Python split() method removes not only whitespaces


While working on a problem I accidentally noticed that Python str.split() method without any parameters removes not only whitespaces as described in its latest official documentation, but it also removes '\n' that is placed anywhere in the string.

For example, suppose I want to split the following string ' a b c d \n ' using .split() without any parameters. The expected output according to the official documentation is the following list: ['a', 'b', 'c', 'd', '\n'] , however, you get the following: ['a', 'b', 'c', 'd'] .

The same is true no matter whether '\n' is at the end, in the beginning or inside the string.

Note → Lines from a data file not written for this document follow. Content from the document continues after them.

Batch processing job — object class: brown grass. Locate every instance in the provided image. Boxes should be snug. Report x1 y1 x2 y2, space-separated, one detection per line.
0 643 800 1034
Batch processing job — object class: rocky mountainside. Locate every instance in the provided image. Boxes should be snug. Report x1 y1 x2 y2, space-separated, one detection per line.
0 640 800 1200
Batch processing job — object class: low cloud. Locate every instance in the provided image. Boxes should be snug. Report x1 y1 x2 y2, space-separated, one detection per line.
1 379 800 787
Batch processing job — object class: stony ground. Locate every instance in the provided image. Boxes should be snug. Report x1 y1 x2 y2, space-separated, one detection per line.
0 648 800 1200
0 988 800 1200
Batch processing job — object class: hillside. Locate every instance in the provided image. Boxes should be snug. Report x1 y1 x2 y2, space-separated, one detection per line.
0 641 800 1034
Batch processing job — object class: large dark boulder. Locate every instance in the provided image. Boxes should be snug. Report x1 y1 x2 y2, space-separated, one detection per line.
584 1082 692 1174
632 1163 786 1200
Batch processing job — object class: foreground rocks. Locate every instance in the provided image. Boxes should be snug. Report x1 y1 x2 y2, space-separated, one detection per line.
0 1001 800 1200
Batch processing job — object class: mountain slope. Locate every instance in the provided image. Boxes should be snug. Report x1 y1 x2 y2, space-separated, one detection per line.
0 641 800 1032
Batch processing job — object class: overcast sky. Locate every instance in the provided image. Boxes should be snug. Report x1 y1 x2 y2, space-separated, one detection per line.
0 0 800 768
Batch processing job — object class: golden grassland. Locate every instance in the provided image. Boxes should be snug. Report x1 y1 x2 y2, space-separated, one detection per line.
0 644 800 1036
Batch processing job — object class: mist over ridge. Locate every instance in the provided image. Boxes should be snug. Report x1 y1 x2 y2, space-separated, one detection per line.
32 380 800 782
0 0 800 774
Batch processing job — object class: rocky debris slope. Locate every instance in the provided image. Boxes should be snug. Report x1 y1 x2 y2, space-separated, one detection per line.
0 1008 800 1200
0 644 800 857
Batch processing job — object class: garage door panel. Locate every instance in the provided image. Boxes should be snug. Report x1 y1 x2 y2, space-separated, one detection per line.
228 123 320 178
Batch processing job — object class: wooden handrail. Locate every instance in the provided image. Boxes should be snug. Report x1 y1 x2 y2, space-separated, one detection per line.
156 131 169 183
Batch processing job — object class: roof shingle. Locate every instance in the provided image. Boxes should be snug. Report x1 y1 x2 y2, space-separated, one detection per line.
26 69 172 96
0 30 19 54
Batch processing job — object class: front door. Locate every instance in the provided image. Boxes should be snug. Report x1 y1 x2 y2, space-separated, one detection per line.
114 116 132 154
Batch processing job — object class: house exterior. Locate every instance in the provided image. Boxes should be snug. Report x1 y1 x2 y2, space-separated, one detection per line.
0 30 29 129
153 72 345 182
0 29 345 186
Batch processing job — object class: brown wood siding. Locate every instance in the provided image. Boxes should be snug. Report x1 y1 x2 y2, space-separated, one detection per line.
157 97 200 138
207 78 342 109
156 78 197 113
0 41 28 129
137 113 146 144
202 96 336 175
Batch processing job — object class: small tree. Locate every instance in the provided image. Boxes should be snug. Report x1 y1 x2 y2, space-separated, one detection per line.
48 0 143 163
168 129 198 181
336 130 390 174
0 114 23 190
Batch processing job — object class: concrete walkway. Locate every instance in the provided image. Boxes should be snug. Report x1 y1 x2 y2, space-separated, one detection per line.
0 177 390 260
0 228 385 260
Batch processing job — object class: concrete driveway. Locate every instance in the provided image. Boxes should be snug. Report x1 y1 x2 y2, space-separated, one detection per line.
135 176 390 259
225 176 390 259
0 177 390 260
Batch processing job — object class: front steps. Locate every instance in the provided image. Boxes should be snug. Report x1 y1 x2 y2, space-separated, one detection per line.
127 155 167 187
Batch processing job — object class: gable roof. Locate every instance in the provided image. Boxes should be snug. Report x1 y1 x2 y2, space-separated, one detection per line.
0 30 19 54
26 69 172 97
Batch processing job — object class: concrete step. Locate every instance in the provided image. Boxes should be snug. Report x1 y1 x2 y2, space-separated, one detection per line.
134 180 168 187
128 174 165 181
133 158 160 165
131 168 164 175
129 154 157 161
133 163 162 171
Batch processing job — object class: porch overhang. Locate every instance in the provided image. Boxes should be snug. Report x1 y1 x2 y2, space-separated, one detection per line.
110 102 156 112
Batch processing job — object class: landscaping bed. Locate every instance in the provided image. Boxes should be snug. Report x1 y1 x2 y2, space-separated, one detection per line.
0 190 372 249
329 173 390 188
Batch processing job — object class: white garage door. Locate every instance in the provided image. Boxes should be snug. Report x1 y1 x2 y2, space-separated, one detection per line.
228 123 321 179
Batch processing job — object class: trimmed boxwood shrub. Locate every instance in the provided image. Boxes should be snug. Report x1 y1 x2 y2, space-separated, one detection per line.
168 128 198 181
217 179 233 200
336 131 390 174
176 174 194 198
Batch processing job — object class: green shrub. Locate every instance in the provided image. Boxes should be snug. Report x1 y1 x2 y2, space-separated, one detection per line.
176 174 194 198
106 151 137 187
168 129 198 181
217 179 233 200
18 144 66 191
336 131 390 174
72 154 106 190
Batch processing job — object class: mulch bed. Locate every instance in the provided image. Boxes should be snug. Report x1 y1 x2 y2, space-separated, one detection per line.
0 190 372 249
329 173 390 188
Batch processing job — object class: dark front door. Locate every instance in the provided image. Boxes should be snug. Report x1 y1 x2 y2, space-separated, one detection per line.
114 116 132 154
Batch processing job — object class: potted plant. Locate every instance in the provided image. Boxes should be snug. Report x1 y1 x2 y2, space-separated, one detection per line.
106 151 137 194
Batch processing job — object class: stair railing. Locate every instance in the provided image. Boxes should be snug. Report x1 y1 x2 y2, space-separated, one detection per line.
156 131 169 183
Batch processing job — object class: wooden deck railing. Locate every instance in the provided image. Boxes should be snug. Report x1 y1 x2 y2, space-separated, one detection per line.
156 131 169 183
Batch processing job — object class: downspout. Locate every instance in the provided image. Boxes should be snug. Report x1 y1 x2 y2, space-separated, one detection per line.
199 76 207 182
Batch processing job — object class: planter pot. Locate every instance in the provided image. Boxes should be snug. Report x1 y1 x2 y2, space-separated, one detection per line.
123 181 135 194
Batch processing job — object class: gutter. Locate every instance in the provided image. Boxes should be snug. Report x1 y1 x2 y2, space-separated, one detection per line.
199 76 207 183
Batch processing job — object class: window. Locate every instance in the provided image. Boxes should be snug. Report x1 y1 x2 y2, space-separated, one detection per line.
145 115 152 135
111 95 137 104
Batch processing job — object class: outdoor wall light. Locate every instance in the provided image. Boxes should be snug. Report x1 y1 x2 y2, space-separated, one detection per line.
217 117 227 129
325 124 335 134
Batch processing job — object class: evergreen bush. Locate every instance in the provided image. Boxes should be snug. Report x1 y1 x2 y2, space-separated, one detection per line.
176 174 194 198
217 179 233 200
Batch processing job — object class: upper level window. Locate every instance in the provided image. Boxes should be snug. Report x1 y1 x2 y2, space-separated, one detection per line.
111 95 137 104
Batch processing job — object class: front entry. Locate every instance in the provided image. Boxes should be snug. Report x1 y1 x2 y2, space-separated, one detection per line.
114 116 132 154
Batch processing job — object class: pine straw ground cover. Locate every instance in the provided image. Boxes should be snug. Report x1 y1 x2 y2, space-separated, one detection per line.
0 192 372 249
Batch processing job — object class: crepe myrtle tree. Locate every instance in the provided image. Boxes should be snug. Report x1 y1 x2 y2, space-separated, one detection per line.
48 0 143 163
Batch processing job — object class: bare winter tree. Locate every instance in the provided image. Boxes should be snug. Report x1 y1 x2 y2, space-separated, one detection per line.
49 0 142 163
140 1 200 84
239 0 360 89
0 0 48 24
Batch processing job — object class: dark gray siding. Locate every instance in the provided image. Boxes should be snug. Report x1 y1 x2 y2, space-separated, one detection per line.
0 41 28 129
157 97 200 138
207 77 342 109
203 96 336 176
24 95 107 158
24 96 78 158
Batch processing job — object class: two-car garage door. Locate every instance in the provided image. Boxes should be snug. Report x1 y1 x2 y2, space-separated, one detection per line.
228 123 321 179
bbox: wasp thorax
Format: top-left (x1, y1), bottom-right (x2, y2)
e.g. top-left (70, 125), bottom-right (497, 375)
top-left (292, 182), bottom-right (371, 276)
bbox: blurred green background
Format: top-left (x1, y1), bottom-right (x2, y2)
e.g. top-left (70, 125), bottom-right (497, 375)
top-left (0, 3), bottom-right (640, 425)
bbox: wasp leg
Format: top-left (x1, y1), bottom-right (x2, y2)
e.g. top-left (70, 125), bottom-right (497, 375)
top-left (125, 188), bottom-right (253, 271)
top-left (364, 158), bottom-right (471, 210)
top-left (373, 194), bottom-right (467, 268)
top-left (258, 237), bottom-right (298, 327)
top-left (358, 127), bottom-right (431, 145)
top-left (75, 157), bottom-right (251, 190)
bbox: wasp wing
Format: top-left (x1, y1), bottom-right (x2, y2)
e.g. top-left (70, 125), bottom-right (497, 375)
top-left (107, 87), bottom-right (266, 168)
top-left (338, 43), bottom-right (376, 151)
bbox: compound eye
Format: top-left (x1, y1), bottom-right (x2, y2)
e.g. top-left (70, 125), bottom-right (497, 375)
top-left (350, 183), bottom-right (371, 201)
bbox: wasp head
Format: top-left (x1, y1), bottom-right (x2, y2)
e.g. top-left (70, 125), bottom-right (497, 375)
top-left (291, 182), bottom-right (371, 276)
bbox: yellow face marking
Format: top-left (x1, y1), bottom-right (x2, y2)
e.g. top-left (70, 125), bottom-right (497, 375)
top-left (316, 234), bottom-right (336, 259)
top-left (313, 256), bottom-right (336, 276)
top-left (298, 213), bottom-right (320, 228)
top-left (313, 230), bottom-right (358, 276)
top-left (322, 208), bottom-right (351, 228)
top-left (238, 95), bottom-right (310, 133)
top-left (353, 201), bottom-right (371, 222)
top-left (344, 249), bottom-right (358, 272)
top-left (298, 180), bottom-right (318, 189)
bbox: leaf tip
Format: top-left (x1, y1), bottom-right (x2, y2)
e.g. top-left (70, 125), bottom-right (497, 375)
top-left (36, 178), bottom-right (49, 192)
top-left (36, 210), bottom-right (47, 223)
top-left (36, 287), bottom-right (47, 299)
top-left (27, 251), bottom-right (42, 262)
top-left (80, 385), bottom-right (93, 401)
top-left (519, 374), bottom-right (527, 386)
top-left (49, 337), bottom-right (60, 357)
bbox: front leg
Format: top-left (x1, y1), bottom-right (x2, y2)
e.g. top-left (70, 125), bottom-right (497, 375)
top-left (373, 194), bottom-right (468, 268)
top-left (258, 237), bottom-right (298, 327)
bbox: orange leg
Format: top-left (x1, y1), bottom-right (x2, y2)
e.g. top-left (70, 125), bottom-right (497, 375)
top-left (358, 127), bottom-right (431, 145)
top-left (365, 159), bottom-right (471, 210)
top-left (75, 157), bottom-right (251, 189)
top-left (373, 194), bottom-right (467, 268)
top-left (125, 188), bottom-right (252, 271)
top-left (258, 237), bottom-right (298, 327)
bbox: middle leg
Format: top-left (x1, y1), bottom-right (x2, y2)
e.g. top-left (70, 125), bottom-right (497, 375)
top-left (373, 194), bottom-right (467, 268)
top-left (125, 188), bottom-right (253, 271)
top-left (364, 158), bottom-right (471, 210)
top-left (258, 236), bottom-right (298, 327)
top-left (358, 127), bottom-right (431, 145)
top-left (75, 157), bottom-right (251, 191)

I could not find anywhere mentioning this property of str.split() , thus I have a question: Is this behavior reliable and will it always do the same in any circumstance or is it just some kind of luckiness here?

I am running Python 3.10.8


Solution

  • You are misreading the documentation you linked to. The term "whitespace" includes the newline character. From the documentation for Python's str.isspace():

    A character is whitespace if in the Unicode character database (see unicodedata), either its general category is Zs ("Separator, space"), or its bidirectional class is one of WS, B, or S.

    From the Unicode entry, you can see the category is Cc (control) but the bidirectional class is B (paragraph separator), so it's covered by the whitespace definition quoted above (WS is Unicode whitespace, a subset of Python whitepace, and S is segment separator).

    The following transcript shows that the newline is indeed in that whitespace class:

    >>> "\n".isspace()
    True
    

    The full list can be obtained with the string.whitespace constant:

    >>> import string
    >>> string.whitespace
    ' \t\n\r\x0b\x0c'
    

    So it includes space, tab, newline, carriage return, vertical tab, and form feed.